Many doctors have long advised their patients to adopt a Mediterranean-style diet in order to improve heart health; now some are recommending this diet in order to fight memory loss as well.
A recent National Institutes of Health-supported study published in the journal Neurology has found that older adults in the U.S. whose diets were based on the Mediterranean model were 13-19% less likely to have memory loss issues. The 19% reduction in risk applies specifically to older adults who do not have diabetic issues; the 13% refers to the population, diabetic and non-diabetic, as a whole.
What is a Mediterranean diet?
While a Mediterranean diet is often described as a diet rich in fish and olive oil, that’s not an entirely accurate description. A real Mediterranean diet is one that places a heavy emphasis on fruits, vegetables, nuts, and grains. Also, rather than focusing on how much fat is consumed, a Mediterranean diet focuses on the kind of fat in the diet. There’s good fat – monounsaturated fat – and bad fat – saturated fat and hydrogenated oils.
This is where olive oil and its good fat typically comes into play, as olive oil helps to reduce LDL cholesterol (frequently called the “bad” cholesterol) while helping to boost antioxidants. Nuts, which are also a big part of the diet, are high in fat, but like olive oil, they contain good fat; however, because nuts also tend to be high in calories, it’s important to limit them to a reasonable quantity.
Fruits, vegetables, whole grains, beans, and nuts make up a large part of the diet; in Greece, typical resident eats nine fruit and vegetable servings each day.
What about meat?
Red meat is not a large part of a Mediterranean diet. It’s not forbidden, but it should be eaten less often; when individuals following the diet eat red meat, they should keep serving sizes small and the meat itself as lean as possible. Some meats, such as bacon and sausage, are so high in bad fat that they should be eaten only rarely, if at all.

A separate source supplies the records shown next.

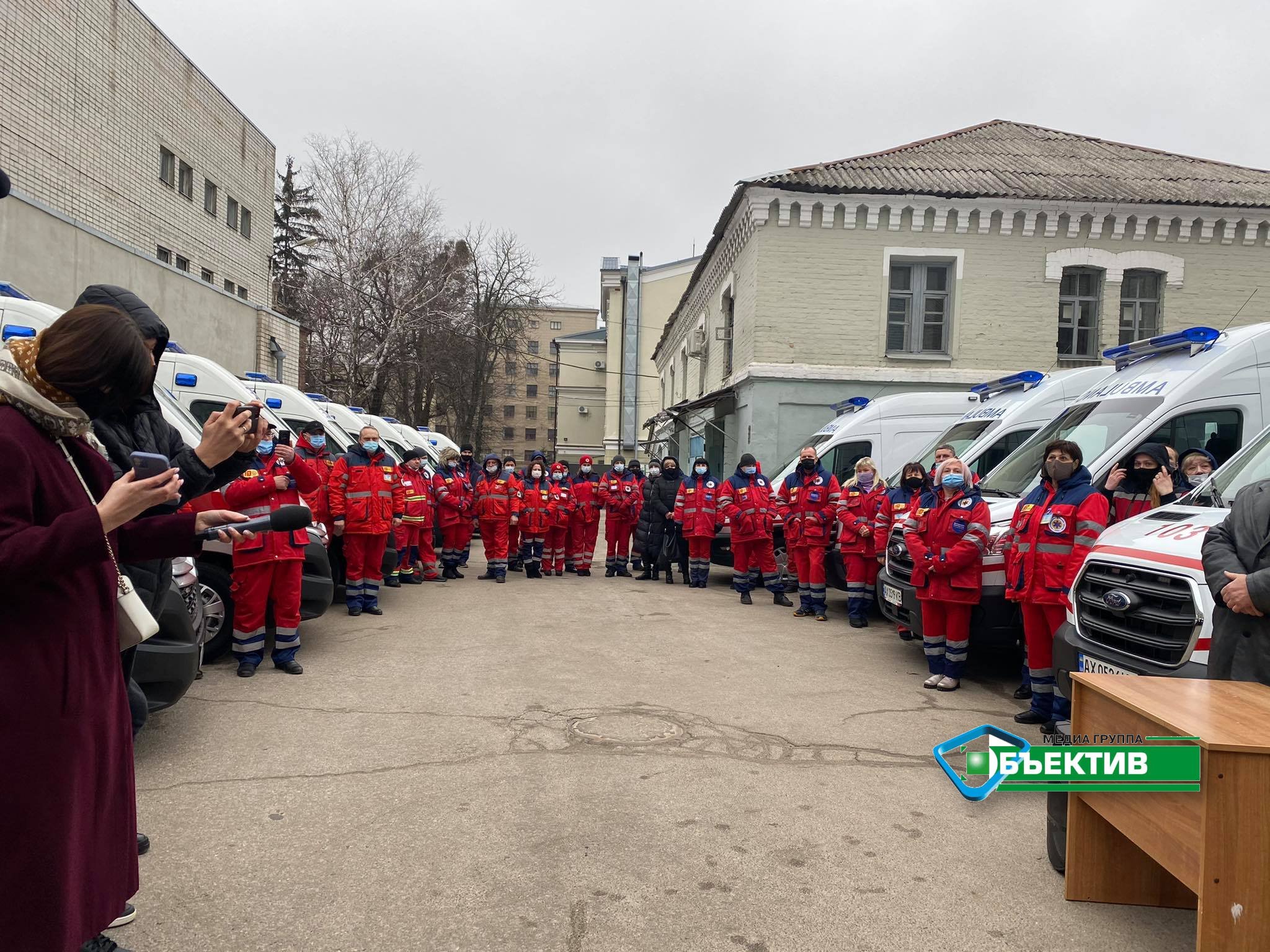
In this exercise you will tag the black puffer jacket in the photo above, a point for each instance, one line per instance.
(143, 428)
(658, 500)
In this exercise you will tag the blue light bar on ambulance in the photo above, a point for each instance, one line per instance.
(845, 407)
(1024, 379)
(17, 330)
(1196, 339)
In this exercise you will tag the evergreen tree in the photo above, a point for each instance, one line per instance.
(295, 219)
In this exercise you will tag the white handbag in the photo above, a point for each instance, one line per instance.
(133, 617)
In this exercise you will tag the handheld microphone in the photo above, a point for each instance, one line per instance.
(287, 518)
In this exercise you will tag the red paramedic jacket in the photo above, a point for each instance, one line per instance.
(619, 494)
(563, 505)
(454, 495)
(859, 511)
(254, 494)
(696, 506)
(948, 540)
(419, 507)
(807, 503)
(366, 491)
(1049, 537)
(748, 505)
(321, 461)
(536, 516)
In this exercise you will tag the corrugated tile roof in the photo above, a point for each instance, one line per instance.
(1016, 161)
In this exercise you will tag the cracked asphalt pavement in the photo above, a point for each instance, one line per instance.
(591, 765)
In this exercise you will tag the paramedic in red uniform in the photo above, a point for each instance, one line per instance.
(696, 511)
(366, 503)
(267, 569)
(858, 541)
(497, 503)
(895, 503)
(535, 517)
(618, 495)
(414, 534)
(563, 505)
(1053, 530)
(454, 494)
(807, 501)
(948, 537)
(585, 522)
(746, 500)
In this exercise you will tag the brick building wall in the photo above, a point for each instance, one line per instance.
(522, 410)
(93, 90)
(813, 298)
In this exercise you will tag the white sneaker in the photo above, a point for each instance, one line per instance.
(130, 913)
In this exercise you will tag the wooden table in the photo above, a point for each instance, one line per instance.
(1185, 851)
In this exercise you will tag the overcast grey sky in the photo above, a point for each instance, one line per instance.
(609, 128)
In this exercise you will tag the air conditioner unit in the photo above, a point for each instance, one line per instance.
(696, 342)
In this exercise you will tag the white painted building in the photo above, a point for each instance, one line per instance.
(130, 167)
(943, 263)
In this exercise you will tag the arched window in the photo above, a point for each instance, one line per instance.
(1140, 305)
(1078, 296)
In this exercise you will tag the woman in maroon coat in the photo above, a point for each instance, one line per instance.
(68, 811)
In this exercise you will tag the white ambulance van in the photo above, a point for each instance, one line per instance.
(1010, 410)
(1141, 602)
(1196, 387)
(296, 409)
(890, 430)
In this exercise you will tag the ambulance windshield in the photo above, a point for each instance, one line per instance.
(1095, 428)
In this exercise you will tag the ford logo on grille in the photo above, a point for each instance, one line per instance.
(1118, 601)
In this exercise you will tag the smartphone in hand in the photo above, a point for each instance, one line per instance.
(146, 465)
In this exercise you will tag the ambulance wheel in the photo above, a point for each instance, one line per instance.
(218, 610)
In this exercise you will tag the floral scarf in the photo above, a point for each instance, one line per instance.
(25, 391)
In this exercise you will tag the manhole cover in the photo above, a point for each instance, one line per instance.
(625, 729)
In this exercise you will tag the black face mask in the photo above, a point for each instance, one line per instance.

Instead of eating red meat, try eating fish, especially those fishes that are high in Omega-3 fatty acid. Doctors believe that Omega-3 acids help improve heart health and blood pressure. Mediterranean-friendly fish include mackerel, tuna, salmon, and herring. Poultry is also a good red meat alternative.
Finally, dairy is good, but in moderation. It’s also best to go with low-fat alternatives: drink skim or 1% milk rather than 2% or whole.
A Mediterranean diet is no guarantee against memory loss as one ages, but more and more research indicates that it can be helpful. Do what you can to keep your mind functioning at the top of its form!